Success in an NTA program is more about attitude than aptitude. You will fit well if you are a person who questions the status quo, who is a lifelong learner and is propelled by curiosity, who has an eager spirit, and has a willingness to work hard and commit to being a contributing member of the NTA tribe. If you enroll in the NTP program, you must be willing to learn basic anatomy and do hands-on work. You don’t need any background in nutrition or fitness, but a basic understanding of anatomy and physiology can help.
How will the group leaders help me?
Group leaders are graduate students of the Nutritional Therapy Association programs; they were right where you are a year or two ago! They will help you throughout your course sharing their knowledge, both on the forums in the online learning environment and in the classes on the workshop weekends. They are there to help you, so don’t hesitate to reach out and ask questions of your group leaders.
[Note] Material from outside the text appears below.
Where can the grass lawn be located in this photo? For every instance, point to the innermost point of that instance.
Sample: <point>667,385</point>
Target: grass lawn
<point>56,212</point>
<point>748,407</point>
Where will I be doing the learning?
We use an online learning environment called Brightspace. This is where all the course modules live, including: videos, audio lectures, quizzes, book review assignments, etc. You will also have access to forums where you can ask questions of the instructors and other students. Finally, you’ll have access to conference calls that are led by your Lead Instructor where you can ask questions and have further discussion and learning time. You will get an invite to Brightspace when the course begins and you will access it through the Nutritional Therapy Association website.